Today we are delighted to bring you a blog post by one of our wonderful student research assistants, Lilianaz Rouhani, on her experience and observations from working on this project.
“Have you seen this app? It’s so cool! It’s like twitter, but anonymous and you only get posts from the area around you. It’s really popular in the US”.
Those were the words of the friend who introduced me and some other friends to Yik Yak. It was an evening after dinner. We were all sitting in the common room of the halls I was staying at during my first year at University. We spent the next couple of hours downloading the app and reading funny or interesting posts to each other. Yik Yak soon became very popular and people started posting on it during classes, on lonely weekend nights, or whenever they needed advice or help. On multiple occasions, it was compared to “the morning paper” on Yik Yak itself, as people claimed they read the feed while having breakfast and before starting their day.
This year, a little less than two years after I downloaded Yik Yak for the first time, I started working as a research assistant on a project studying student experience as reflected through anonymous social media. After spending two years reading and posting on Yik Yak myself, and having seen it at its peak time as well as its least popular periods, I now had the opportunity to look at the app from a whole new perspective.
Throughout the project, I saw Yik Yak transform from a platform where people shared all aspects of their university life, including posts about social life or night life, to one mainly used for procrastination while studying with the occasional post asking for academic advice or seeking pastoral support.

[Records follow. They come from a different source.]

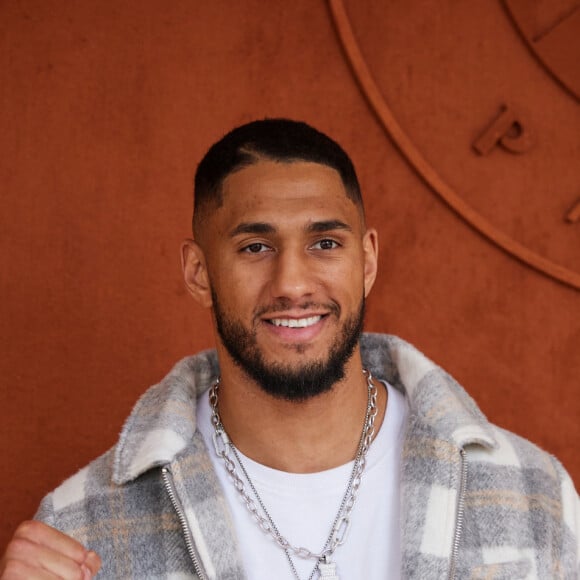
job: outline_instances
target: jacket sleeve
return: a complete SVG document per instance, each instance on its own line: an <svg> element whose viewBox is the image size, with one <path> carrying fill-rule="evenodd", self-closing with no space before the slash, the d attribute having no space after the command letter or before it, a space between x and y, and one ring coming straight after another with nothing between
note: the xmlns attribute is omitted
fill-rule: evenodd
<svg viewBox="0 0 580 580"><path fill-rule="evenodd" d="M562 496L562 519L565 532L562 534L562 563L569 563L580 578L580 498L574 487L572 478L556 461L556 469L560 475ZM568 541L569 540L569 541Z"/></svg>
<svg viewBox="0 0 580 580"><path fill-rule="evenodd" d="M52 503L52 493L46 495L40 502L38 510L36 511L36 514L34 514L33 519L55 527L56 518L54 515L54 507Z"/></svg>

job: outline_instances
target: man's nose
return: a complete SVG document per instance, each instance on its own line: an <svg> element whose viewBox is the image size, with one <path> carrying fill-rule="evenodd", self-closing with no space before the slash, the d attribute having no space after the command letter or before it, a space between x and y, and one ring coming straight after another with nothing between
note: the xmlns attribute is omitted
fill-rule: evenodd
<svg viewBox="0 0 580 580"><path fill-rule="evenodd" d="M271 291L274 298L298 300L314 293L315 271L304 251L283 251L272 272Z"/></svg>

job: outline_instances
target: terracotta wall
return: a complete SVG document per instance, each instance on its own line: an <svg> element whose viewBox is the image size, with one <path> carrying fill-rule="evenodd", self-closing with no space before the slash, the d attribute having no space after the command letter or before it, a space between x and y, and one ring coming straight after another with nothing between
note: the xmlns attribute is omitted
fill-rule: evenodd
<svg viewBox="0 0 580 580"><path fill-rule="evenodd" d="M212 344L180 276L193 172L264 116L352 153L381 232L367 328L414 342L580 480L580 111L558 64L578 21L565 0L507 4L0 4L0 544Z"/></svg>

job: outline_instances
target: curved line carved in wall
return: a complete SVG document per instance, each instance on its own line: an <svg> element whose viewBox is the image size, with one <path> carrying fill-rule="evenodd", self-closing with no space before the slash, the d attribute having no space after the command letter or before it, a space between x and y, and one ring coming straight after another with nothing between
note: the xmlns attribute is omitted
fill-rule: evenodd
<svg viewBox="0 0 580 580"><path fill-rule="evenodd" d="M580 2L554 3L553 22L537 22L536 6L527 0L503 0L508 14L526 44L546 70L580 101ZM562 8L567 8L562 14Z"/></svg>
<svg viewBox="0 0 580 580"><path fill-rule="evenodd" d="M343 1L328 1L338 36L363 94L396 147L427 185L471 227L496 246L538 272L580 290L580 274L540 256L497 229L466 203L421 155L395 119L377 86L355 39Z"/></svg>

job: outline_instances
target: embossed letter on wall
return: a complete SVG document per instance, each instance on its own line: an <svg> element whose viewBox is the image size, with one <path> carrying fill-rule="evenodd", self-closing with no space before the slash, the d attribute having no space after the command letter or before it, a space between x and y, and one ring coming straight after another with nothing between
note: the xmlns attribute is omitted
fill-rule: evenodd
<svg viewBox="0 0 580 580"><path fill-rule="evenodd" d="M477 138L473 148L480 155L488 155L496 145L511 153L525 153L534 146L534 136L527 122L513 107L504 105L491 125Z"/></svg>

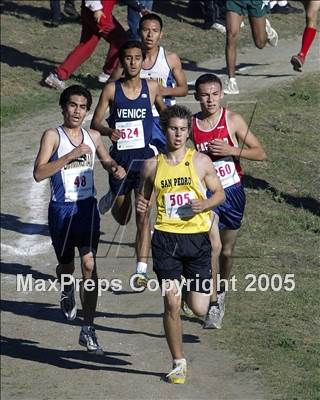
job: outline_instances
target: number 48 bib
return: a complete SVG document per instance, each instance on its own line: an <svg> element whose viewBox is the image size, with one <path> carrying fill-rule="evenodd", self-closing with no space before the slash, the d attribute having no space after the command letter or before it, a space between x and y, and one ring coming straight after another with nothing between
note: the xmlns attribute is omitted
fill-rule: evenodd
<svg viewBox="0 0 320 400"><path fill-rule="evenodd" d="M65 197L70 201L83 200L92 196L92 169L77 168L64 171Z"/></svg>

An exception to this trend was the occasional collective reaction to university news where multiple people started posting about the topic and heated discussions were going on in the comments sections. Yik Yak, at its peak, was arguably successful in creating a sense of community, where people anonymously discussed their thoughts and concerns about different topics. The location restriction of the app inevitably made most of these topics university-related and so relatable to most of its users. In addition to these discussions, posts asking for help or advice, or expressing sadness or frustration were almost always faced with helpful answers or sympathetic and kind reactions. Even though Yik Yak had lost many of its users by September 2016, the fact that such posts still existed might be showing that users still used the app for this sense of community and for the opportunity to share and discuss topics of concern with other people who understand and relate to them.
With Yik Yak closing in May 2017, the main question for me, as someone who has followed Yik Yak closely since it launched, either as a user or as a research assistant, is if this sense of community is why people used the app. People generally got answers to questions, got sympathetic comments from complete strangers and had the opportunity of discussing different topics. The anonymity of the app allowed for the users to do so even with the topics they did not feel comfortable sharing in real life settings and without the fear and pressure of being recognised by someone. Is an anonymous community something students (or possibly the generation in general) needs and seeks? Observing new emerging anonymous social media might help find the answer.